Antun Bonefačić (1925- ) joined the Department in 1960 and received
his PhD in 1963 (X-ray structural analysis of some Ag-II sulfates).
Again, M. Paić was the supervisor. A two-years long post doc (1964
and 1965) A. Bonefačić performed in the laboratory of Andre Guinier.
There he worked on diffuse scattering produced by thermal lattice
vibrations (X-Ray Study of Difusse Streak Diffraction Pattern from
Silicon Single Crystals, Acta Cryst. 14 (1969) 589). In 1966
he became the Head of the research group Physics of Metals, and full
prosessor in 1975. In 1971 A. Bonefačić received the Croatian
National Science Award for
Physics for his
scientific research on crystallographic properties of metastable
alloys.
Numerous young researches joined Bonefačić in 1966 (Dragan Kunstelj,
Mirko Stubičar, Anđelka Tonejc and Antun Tonejc). In 1967 Bonefačić and
his assistants initiated structural research in
the area of metastable metallic alloys obtained by rapid quenching from
the melt using X-ray powder diffraction and electron microscopy. The
instruments were Siemens X-ray diffraction unit (purchased in 1966) and
Philips 120 kV transmission electron microscope EM300 (purchased in
1970). Anđelka Tonejc made her post doc also in the Lab of André Guinier
at the Faculté des Sciences, Orsay, from 1974 to 1976. There she worked
on rapidly quenched alloys using X-ray powder diffraction and TEM.

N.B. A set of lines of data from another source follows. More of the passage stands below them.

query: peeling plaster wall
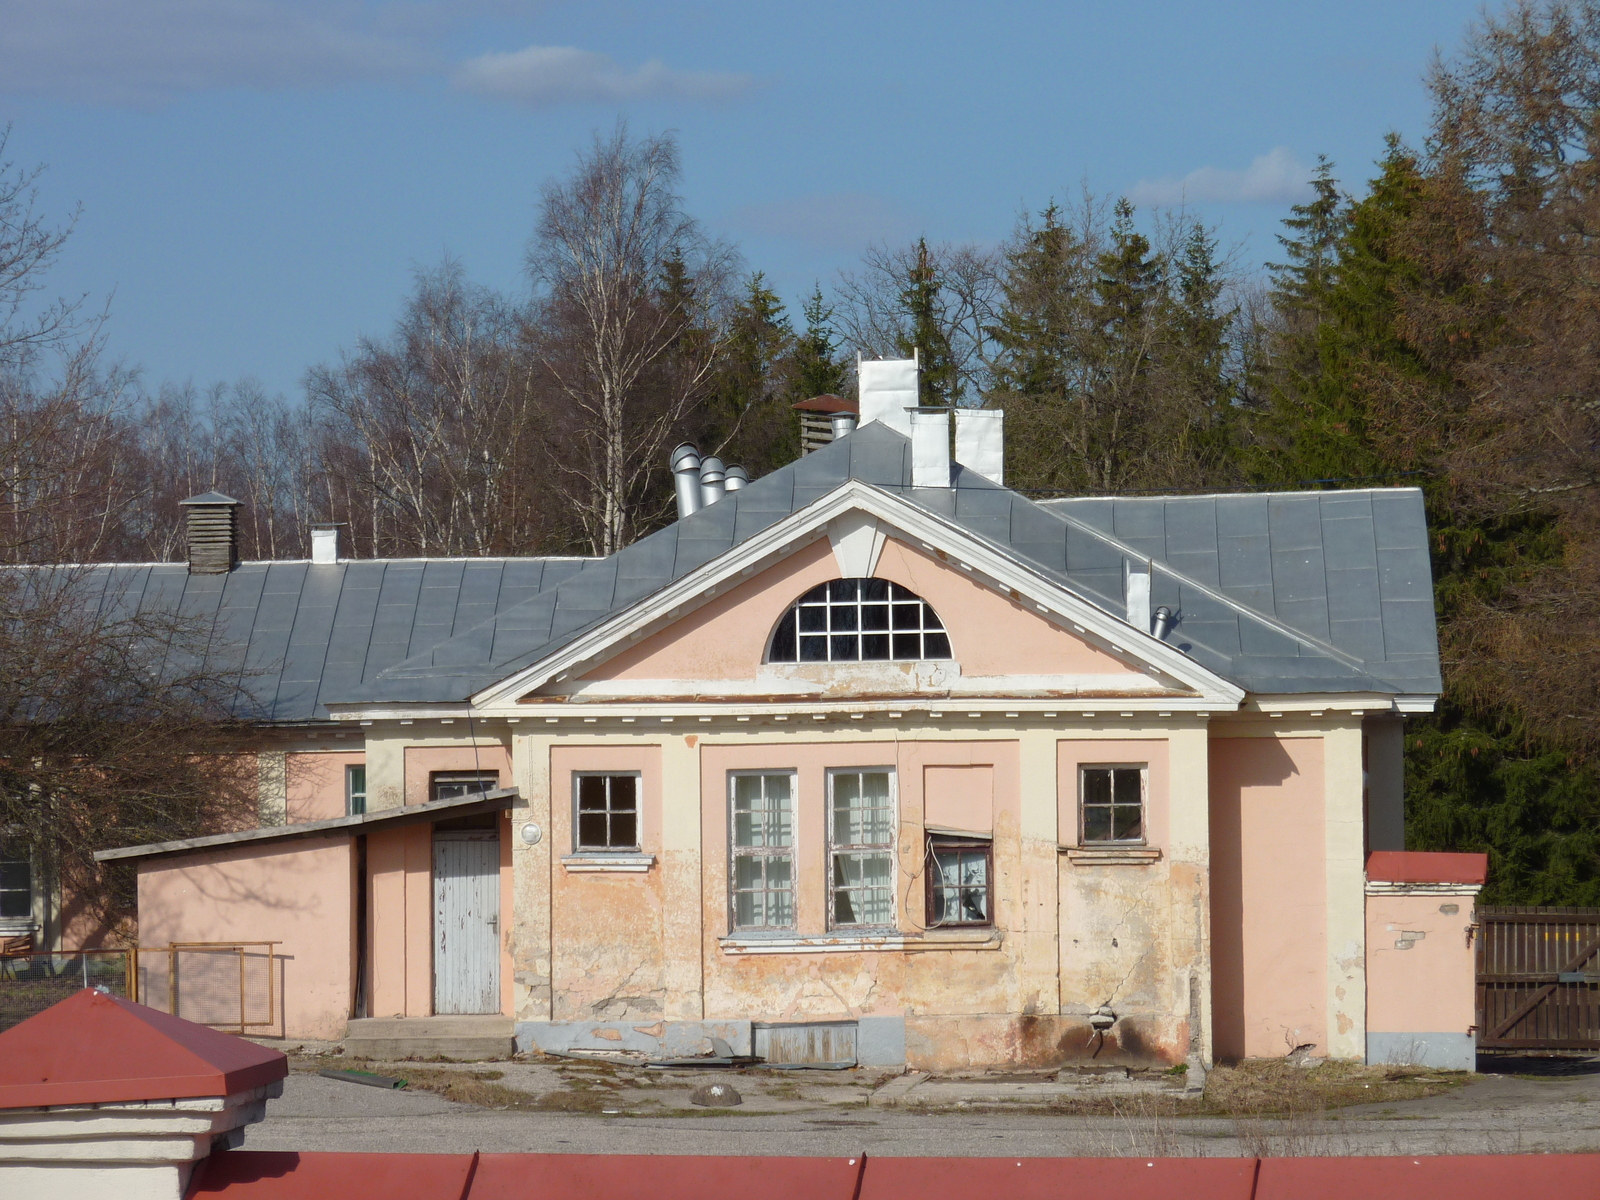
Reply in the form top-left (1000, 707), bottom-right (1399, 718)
top-left (548, 743), bottom-right (668, 1021)
top-left (402, 743), bottom-right (510, 805)
top-left (1055, 739), bottom-right (1194, 1068)
top-left (1365, 890), bottom-right (1477, 1042)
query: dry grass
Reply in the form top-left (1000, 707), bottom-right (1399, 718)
top-left (1203, 1058), bottom-right (1467, 1116)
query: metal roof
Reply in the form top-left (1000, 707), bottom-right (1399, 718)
top-left (51, 556), bottom-right (591, 722)
top-left (333, 422), bottom-right (1442, 706)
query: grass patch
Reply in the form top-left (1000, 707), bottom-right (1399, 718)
top-left (1203, 1058), bottom-right (1467, 1115)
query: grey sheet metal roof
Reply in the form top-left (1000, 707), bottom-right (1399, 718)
top-left (333, 422), bottom-right (1442, 706)
top-left (55, 556), bottom-right (590, 722)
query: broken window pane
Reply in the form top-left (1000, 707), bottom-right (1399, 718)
top-left (829, 770), bottom-right (895, 928)
top-left (1080, 766), bottom-right (1146, 844)
top-left (928, 837), bottom-right (992, 926)
top-left (730, 772), bottom-right (795, 930)
top-left (574, 773), bottom-right (640, 851)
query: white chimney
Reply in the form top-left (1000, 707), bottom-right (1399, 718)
top-left (1126, 567), bottom-right (1152, 632)
top-left (310, 527), bottom-right (339, 565)
top-left (858, 354), bottom-right (919, 438)
top-left (954, 408), bottom-right (1004, 486)
top-left (911, 409), bottom-right (952, 488)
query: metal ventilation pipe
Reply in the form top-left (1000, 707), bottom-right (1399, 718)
top-left (699, 455), bottom-right (727, 507)
top-left (671, 443), bottom-right (702, 519)
top-left (830, 412), bottom-right (858, 440)
top-left (724, 465), bottom-right (749, 492)
top-left (1152, 606), bottom-right (1176, 640)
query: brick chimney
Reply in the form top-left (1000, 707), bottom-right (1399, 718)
top-left (178, 492), bottom-right (242, 575)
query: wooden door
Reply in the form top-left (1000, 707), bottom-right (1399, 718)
top-left (433, 832), bottom-right (500, 1015)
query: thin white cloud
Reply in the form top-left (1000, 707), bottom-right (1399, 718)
top-left (0, 0), bottom-right (437, 105)
top-left (727, 193), bottom-right (918, 253)
top-left (452, 45), bottom-right (754, 106)
top-left (1128, 147), bottom-right (1314, 207)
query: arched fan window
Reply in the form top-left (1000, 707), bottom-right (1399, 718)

In 1991 Department of Physics moved into the new building and Antun
Tonejc established the Laboratory for Microstructural Investigation of
Materials with two new purchased instruments, Philips X-ray powder
diffractometer and JEOL 200kV high-resolution transmission electron
microscope. After the retirement of Professor Bonefačić in 1995, Antun
Tonejc became the Head of the Laboratory. Stanko Popović joined the
Laboratory in 1987 as full professor (on leave from Rudjer Bošković
Institute; he retired in 2008), and later also young assistants Davorin
Bagović (from 1992 to1995), Igor Đerđ (from 1998 to 2008, now at the
Ruđer Bošković Institute), Željko Skoko (in 2000), and Ivana Lončarek
(in 2006).
Anđelka Tonejc has
focused her research on high-resolution electron microscopy
investigation ( HRTEM: image processing
analysis of defects and grain boundaries in nanocrystalline materials,
Acta Chim.Sloven. 46 (1999) 435)
and, with Igor Đerđ, was one of the first researchers
who used the Rietveld method for electron diffraction analysis (Structural
investigations of nanocrystalline TiO2 samples, J.Alloys
Comp. 413
(2006) 159).
In 1990 Antun Tonejc
initiated structural examination of mechanically alloyed materials using
high-energy ball milling (Crystallographic
features of mechanically milled and alloyed
nanosized and amorphous materials,
Acta Chim.Slov. 49 (2002) 1), and received the Science Award
of Croatian Academy of Sciences and Arts in 2008 for structural
investigations of phases and phase transitions in nanostructural
materials prepared by extreme techniques.
Stanko Popović has mainly focused on X-ray diffraction line profile
analysis (Reliability
of the simplified integral-breadth methods in diffraction
line-broadening analysis, J.Appl.Cryst. 29 (1996) 16),
on microstructural investigations of Al-Zn and Al-Ag-Zn alloys (
Phys.Stat.Sol. A140 (1993) 341; Croat.Chem.Acta 82
(2009) 405; Z. Krist. 30 Suppl (2009)309), and on
mixed metal oxides in collaboration with the Department of Materials
Chemistry, Rudjer Bošković Institute. He
received Croatian National Science Award for Physics for X-ray
diffraction line profile and quantitative phase analyses
(2001), and became Fellow of Croatian Academy of Sciences and Arts
(2004).
Laboratory for
Microstructural Investigation of Materials at Department of Physics has
been the leading laboratory for microstructural investigations of
materials in Croatia.
At the Physics Department
undergraduate and postgraduate courses are taught on
solid state physics and crystallography.